Listening to the re-release of 1995's Broken Girl feels a
little like chancing across old school photos: Doiron's songs here
have a bright-eyed naïvete and heart-on-sleeve earnestness which
were erased in the spare and insular albums that followed. In this
reissue, Broken Girl (the first solo album she made after
disbanding Eric's Trip) comes with her early singles, "Dog Love Part
II" and "Nora" (the latter being the name given to the car she
occasionally recorded in); this set list of hard-to-get repackagings
is a clue that most likely this recording is aimed at Doiron
completists. Since I'm a self-confessed back-catalogue nerd myself,
this album works for me in several ways. There's the chance to listen
to Broken Girl> itself, which was only available in limited
release when it first came out; there's the two versions of Dance
Music on this (how music geek-appeasing is that?), both very
different from the song released from her later Juno-winning Julie
Doiron and the Wooden Stars; and there's the whole
curiosity-now-sated factor too.
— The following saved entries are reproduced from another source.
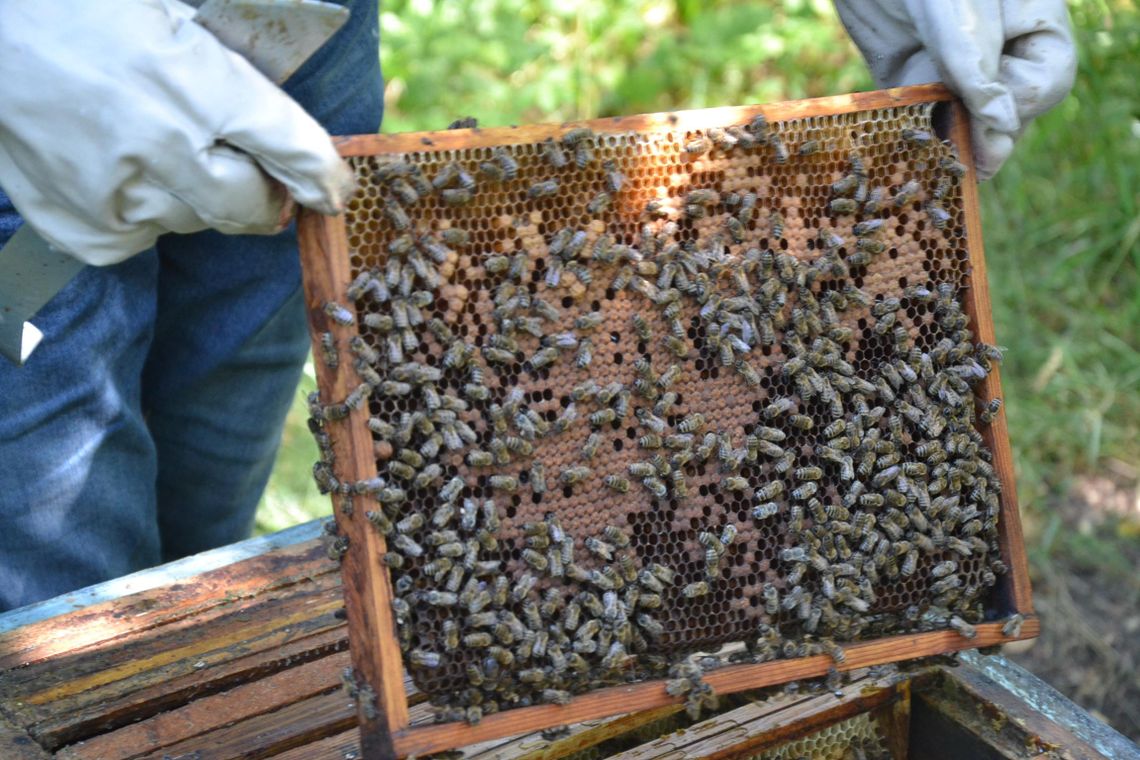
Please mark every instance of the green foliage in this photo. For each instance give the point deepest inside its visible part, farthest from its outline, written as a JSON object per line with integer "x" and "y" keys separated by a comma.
{"x": 1061, "y": 230}
{"x": 538, "y": 60}
{"x": 1060, "y": 220}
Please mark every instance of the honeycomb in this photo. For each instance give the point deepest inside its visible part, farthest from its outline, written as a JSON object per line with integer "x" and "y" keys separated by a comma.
{"x": 848, "y": 740}
{"x": 637, "y": 394}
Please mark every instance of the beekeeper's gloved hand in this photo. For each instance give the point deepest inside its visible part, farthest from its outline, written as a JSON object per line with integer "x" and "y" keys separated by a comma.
{"x": 122, "y": 120}
{"x": 1009, "y": 60}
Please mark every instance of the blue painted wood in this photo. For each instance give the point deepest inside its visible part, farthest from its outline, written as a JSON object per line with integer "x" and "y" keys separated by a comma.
{"x": 161, "y": 575}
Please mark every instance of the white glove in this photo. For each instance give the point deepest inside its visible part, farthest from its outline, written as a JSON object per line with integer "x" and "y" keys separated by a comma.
{"x": 122, "y": 120}
{"x": 1009, "y": 60}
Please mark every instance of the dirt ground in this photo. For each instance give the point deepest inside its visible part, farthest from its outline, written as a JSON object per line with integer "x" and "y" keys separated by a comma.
{"x": 1086, "y": 589}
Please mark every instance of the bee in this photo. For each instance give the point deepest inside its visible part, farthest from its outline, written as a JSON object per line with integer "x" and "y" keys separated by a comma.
{"x": 339, "y": 313}
{"x": 456, "y": 196}
{"x": 697, "y": 146}
{"x": 779, "y": 149}
{"x": 589, "y": 448}
{"x": 507, "y": 483}
{"x": 905, "y": 194}
{"x": 915, "y": 137}
{"x": 800, "y": 422}
{"x": 962, "y": 627}
{"x": 735, "y": 483}
{"x": 584, "y": 354}
{"x": 990, "y": 413}
{"x": 843, "y": 206}
{"x": 695, "y": 589}
{"x": 654, "y": 485}
{"x": 506, "y": 161}
{"x": 538, "y": 477}
{"x": 583, "y": 155}
{"x": 1012, "y": 627}
{"x": 601, "y": 417}
{"x": 553, "y": 154}
{"x": 600, "y": 203}
{"x": 766, "y": 509}
{"x": 939, "y": 218}
{"x": 617, "y": 483}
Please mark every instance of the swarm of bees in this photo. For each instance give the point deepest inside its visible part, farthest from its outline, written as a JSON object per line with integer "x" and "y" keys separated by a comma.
{"x": 805, "y": 447}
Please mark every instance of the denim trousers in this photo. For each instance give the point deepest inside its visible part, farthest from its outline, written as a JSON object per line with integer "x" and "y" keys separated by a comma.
{"x": 145, "y": 425}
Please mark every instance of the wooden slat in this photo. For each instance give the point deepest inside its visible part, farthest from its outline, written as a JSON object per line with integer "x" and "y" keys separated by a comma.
{"x": 366, "y": 145}
{"x": 224, "y": 589}
{"x": 367, "y": 587}
{"x": 894, "y": 722}
{"x": 746, "y": 730}
{"x": 97, "y": 717}
{"x": 345, "y": 744}
{"x": 262, "y": 736}
{"x": 985, "y": 694}
{"x": 979, "y": 310}
{"x": 735, "y": 678}
{"x": 15, "y": 743}
{"x": 201, "y": 718}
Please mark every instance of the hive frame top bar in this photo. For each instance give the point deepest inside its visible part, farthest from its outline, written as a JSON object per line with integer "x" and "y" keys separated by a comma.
{"x": 325, "y": 251}
{"x": 366, "y": 145}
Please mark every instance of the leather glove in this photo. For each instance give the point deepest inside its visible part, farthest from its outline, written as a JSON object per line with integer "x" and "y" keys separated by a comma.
{"x": 122, "y": 120}
{"x": 1009, "y": 60}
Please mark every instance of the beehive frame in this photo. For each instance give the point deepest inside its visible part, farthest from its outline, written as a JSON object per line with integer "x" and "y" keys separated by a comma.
{"x": 368, "y": 591}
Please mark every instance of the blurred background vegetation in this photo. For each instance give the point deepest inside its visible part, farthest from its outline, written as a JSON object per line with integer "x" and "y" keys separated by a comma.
{"x": 1061, "y": 225}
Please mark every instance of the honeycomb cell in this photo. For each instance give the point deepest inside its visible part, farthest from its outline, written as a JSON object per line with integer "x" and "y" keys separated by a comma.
{"x": 847, "y": 425}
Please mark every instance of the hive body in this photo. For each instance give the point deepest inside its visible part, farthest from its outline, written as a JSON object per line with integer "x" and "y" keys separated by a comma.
{"x": 739, "y": 359}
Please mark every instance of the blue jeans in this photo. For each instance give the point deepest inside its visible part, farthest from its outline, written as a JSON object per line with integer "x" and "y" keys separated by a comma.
{"x": 145, "y": 425}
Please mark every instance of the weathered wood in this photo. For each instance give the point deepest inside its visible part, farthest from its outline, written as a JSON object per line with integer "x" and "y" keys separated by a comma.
{"x": 200, "y": 718}
{"x": 366, "y": 145}
{"x": 751, "y": 728}
{"x": 978, "y": 308}
{"x": 221, "y": 590}
{"x": 262, "y": 736}
{"x": 734, "y": 678}
{"x": 326, "y": 251}
{"x": 894, "y": 722}
{"x": 16, "y": 744}
{"x": 1012, "y": 710}
{"x": 367, "y": 588}
{"x": 98, "y": 717}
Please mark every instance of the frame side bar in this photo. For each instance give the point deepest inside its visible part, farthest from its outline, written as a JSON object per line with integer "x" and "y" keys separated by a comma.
{"x": 996, "y": 436}
{"x": 367, "y": 589}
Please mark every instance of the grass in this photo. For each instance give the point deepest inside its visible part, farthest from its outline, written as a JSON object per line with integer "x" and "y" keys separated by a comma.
{"x": 1060, "y": 223}
{"x": 1060, "y": 220}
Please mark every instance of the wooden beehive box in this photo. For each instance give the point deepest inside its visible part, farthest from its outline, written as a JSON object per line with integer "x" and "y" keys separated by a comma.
{"x": 748, "y": 357}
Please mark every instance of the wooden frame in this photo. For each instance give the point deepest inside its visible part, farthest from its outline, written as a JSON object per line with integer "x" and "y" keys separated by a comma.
{"x": 384, "y": 724}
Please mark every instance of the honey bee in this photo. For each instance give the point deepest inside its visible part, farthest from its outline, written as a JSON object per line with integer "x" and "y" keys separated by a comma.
{"x": 600, "y": 203}
{"x": 915, "y": 137}
{"x": 656, "y": 487}
{"x": 456, "y": 196}
{"x": 735, "y": 483}
{"x": 617, "y": 483}
{"x": 575, "y": 475}
{"x": 906, "y": 194}
{"x": 697, "y": 146}
{"x": 695, "y": 589}
{"x": 1012, "y": 627}
{"x": 601, "y": 417}
{"x": 779, "y": 149}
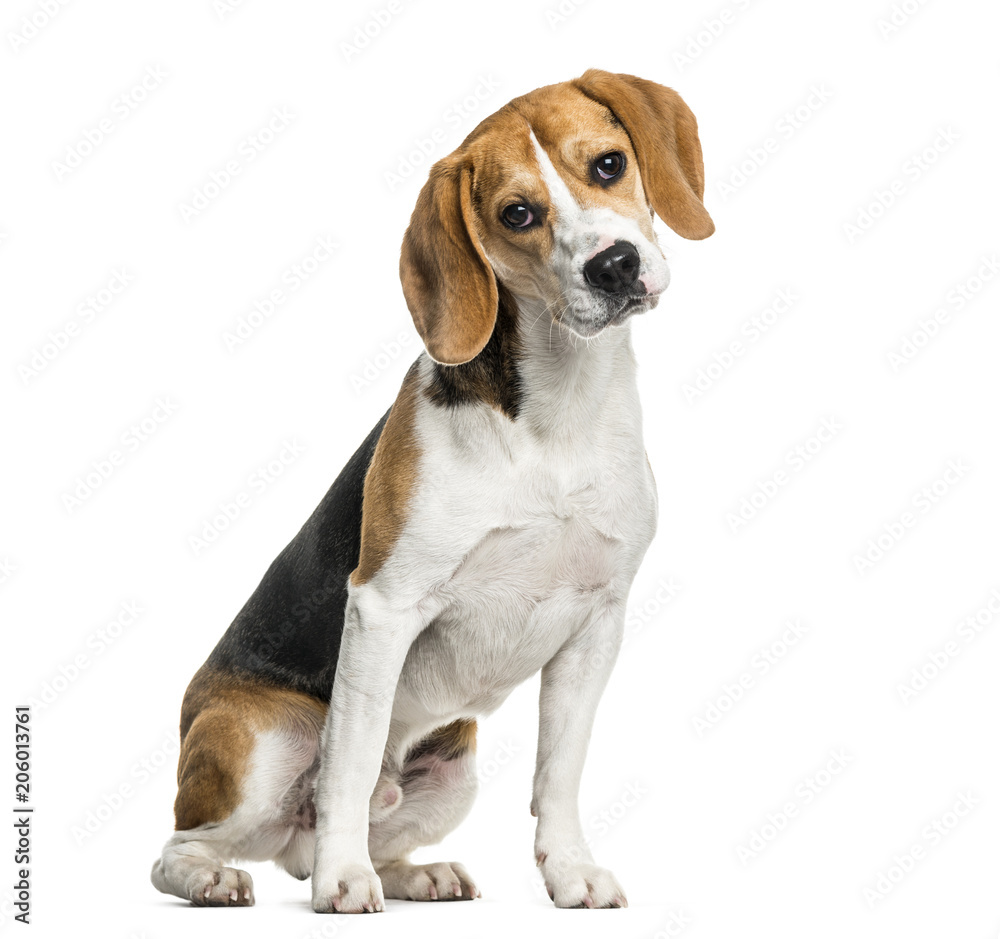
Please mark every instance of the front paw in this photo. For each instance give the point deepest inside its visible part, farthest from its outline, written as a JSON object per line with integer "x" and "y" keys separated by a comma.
{"x": 574, "y": 886}
{"x": 354, "y": 888}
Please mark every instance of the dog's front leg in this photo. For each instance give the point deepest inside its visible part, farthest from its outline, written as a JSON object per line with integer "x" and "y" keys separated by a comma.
{"x": 572, "y": 683}
{"x": 372, "y": 650}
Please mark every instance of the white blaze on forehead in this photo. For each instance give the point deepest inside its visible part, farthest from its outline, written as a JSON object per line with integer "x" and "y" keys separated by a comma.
{"x": 579, "y": 233}
{"x": 567, "y": 208}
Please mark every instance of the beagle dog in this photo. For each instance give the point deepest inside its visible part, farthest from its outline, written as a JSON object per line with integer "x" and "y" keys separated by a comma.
{"x": 489, "y": 527}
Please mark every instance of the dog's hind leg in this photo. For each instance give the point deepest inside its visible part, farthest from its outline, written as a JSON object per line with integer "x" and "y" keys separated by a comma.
{"x": 246, "y": 770}
{"x": 438, "y": 783}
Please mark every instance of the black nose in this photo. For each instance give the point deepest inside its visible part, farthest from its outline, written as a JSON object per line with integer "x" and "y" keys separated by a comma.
{"x": 613, "y": 270}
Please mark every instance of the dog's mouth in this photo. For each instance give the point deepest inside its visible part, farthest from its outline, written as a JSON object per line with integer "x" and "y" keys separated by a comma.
{"x": 605, "y": 312}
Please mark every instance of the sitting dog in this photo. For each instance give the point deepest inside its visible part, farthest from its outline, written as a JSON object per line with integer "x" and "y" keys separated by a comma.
{"x": 489, "y": 527}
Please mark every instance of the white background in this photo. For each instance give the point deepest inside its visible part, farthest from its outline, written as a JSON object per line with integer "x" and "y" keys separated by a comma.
{"x": 677, "y": 804}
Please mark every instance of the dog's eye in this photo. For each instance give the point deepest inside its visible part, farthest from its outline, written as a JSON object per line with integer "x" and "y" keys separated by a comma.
{"x": 517, "y": 215}
{"x": 608, "y": 167}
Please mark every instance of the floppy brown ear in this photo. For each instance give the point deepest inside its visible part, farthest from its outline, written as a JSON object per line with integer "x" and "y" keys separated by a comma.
{"x": 448, "y": 283}
{"x": 664, "y": 135}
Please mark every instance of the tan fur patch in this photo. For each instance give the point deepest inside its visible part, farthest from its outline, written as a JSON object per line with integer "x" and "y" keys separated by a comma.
{"x": 450, "y": 741}
{"x": 220, "y": 718}
{"x": 389, "y": 483}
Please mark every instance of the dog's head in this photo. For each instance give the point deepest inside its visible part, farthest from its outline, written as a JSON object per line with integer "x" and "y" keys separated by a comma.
{"x": 553, "y": 195}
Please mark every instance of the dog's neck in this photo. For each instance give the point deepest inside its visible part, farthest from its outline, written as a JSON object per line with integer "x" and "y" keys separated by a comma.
{"x": 574, "y": 388}
{"x": 540, "y": 376}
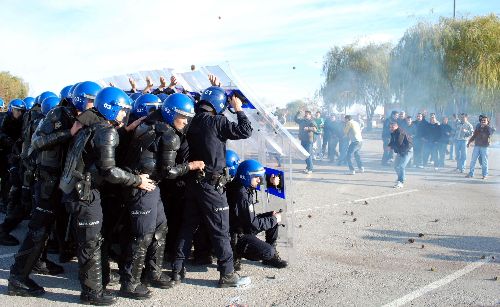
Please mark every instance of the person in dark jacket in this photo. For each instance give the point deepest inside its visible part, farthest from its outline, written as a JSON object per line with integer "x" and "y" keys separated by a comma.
{"x": 431, "y": 139}
{"x": 420, "y": 130}
{"x": 246, "y": 224}
{"x": 402, "y": 144}
{"x": 386, "y": 137}
{"x": 11, "y": 139}
{"x": 482, "y": 140}
{"x": 206, "y": 200}
{"x": 83, "y": 178}
{"x": 307, "y": 128}
{"x": 445, "y": 133}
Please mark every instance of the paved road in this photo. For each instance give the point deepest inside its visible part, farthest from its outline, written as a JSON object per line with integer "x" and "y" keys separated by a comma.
{"x": 367, "y": 262}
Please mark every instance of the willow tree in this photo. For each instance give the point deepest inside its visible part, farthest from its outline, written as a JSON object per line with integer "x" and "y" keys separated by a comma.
{"x": 417, "y": 77}
{"x": 357, "y": 74}
{"x": 472, "y": 61}
{"x": 12, "y": 87}
{"x": 453, "y": 63}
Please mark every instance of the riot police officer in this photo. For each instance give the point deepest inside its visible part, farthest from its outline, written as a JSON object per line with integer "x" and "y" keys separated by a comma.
{"x": 10, "y": 138}
{"x": 4, "y": 174}
{"x": 245, "y": 224}
{"x": 153, "y": 151}
{"x": 206, "y": 198}
{"x": 31, "y": 118}
{"x": 84, "y": 174}
{"x": 49, "y": 142}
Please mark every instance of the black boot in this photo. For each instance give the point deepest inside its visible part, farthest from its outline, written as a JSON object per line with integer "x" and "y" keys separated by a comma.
{"x": 90, "y": 275}
{"x": 153, "y": 274}
{"x": 233, "y": 280}
{"x": 6, "y": 238}
{"x": 19, "y": 282}
{"x": 131, "y": 286}
{"x": 177, "y": 277}
{"x": 236, "y": 263}
{"x": 276, "y": 261}
{"x": 47, "y": 267}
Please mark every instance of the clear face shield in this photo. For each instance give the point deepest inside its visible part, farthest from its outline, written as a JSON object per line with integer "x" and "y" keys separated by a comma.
{"x": 182, "y": 121}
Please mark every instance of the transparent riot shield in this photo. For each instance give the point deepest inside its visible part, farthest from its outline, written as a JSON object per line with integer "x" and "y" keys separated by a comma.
{"x": 270, "y": 143}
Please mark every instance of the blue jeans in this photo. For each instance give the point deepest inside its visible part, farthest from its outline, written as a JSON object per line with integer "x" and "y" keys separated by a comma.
{"x": 343, "y": 147}
{"x": 441, "y": 149}
{"x": 461, "y": 154}
{"x": 418, "y": 148}
{"x": 388, "y": 153}
{"x": 353, "y": 149}
{"x": 309, "y": 148}
{"x": 430, "y": 150}
{"x": 483, "y": 152}
{"x": 400, "y": 164}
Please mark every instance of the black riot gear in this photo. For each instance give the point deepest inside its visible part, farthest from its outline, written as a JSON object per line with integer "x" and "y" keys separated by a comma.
{"x": 50, "y": 140}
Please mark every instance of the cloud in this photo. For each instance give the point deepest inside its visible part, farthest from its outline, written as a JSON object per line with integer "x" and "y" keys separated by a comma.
{"x": 55, "y": 42}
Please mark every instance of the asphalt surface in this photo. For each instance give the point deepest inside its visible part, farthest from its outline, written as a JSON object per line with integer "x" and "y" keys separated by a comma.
{"x": 363, "y": 258}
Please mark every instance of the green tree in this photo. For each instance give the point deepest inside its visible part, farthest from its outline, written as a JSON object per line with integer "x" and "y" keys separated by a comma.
{"x": 357, "y": 74}
{"x": 12, "y": 87}
{"x": 453, "y": 64}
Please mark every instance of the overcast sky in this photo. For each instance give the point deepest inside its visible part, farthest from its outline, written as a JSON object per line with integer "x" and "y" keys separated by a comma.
{"x": 54, "y": 43}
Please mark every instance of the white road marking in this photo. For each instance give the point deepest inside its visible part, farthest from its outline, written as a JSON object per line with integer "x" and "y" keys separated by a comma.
{"x": 7, "y": 255}
{"x": 354, "y": 201}
{"x": 437, "y": 284}
{"x": 385, "y": 195}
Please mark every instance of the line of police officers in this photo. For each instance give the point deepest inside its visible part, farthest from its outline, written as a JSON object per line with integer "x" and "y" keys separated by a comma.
{"x": 83, "y": 164}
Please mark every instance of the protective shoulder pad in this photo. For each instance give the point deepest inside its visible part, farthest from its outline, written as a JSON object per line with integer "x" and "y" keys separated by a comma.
{"x": 171, "y": 140}
{"x": 105, "y": 136}
{"x": 142, "y": 129}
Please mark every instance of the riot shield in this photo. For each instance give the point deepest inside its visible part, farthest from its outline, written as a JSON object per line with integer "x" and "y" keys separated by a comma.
{"x": 270, "y": 143}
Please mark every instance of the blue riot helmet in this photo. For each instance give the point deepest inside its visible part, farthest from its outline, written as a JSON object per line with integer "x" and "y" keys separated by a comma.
{"x": 65, "y": 91}
{"x": 49, "y": 103}
{"x": 83, "y": 91}
{"x": 162, "y": 96}
{"x": 41, "y": 98}
{"x": 110, "y": 101}
{"x": 249, "y": 169}
{"x": 134, "y": 96}
{"x": 29, "y": 102}
{"x": 16, "y": 104}
{"x": 215, "y": 97}
{"x": 145, "y": 104}
{"x": 177, "y": 104}
{"x": 232, "y": 162}
{"x": 71, "y": 91}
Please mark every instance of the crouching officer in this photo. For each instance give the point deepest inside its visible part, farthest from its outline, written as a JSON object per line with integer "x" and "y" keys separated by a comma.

Having never heard Broken Girl
until now, I had assumed it was, from the title, a semi-bleak,
end-of-my-tether collection of heartsore bruisings. Not so. This is
probably the most sunny solo record Doiron has ever put out, but it
also squeaks a little with earnestness, youth, and her lack of a
distinguishing sound. Mainly consisting of lo-fi acoustic songs with
lyrics like "We looked neat and we looked cute/ And somehow it was
beautiful" ("Beautiful") and "You cut your hair last year/ I find it
makes you taller" ("Taller Beauty"), Doiron sounds a lot like many
female singer/songwriters with a guitar. It's a strong contrast to
the world-weary and sparse Loneliest in the Morning (which was
the follow-up) and the sparely flourished but compelling, sometimes
self-haunted later albums (Desormais, Heart and Crime).
There are some standout songs, like Laugh With Me and the
double versions of Dance Music, but this is Doiron at her
earliest, not her best. Still, it's something that's worth keeping,
just like the old photos where you and your young classmates are yet
to know what you'll look like when you grow up.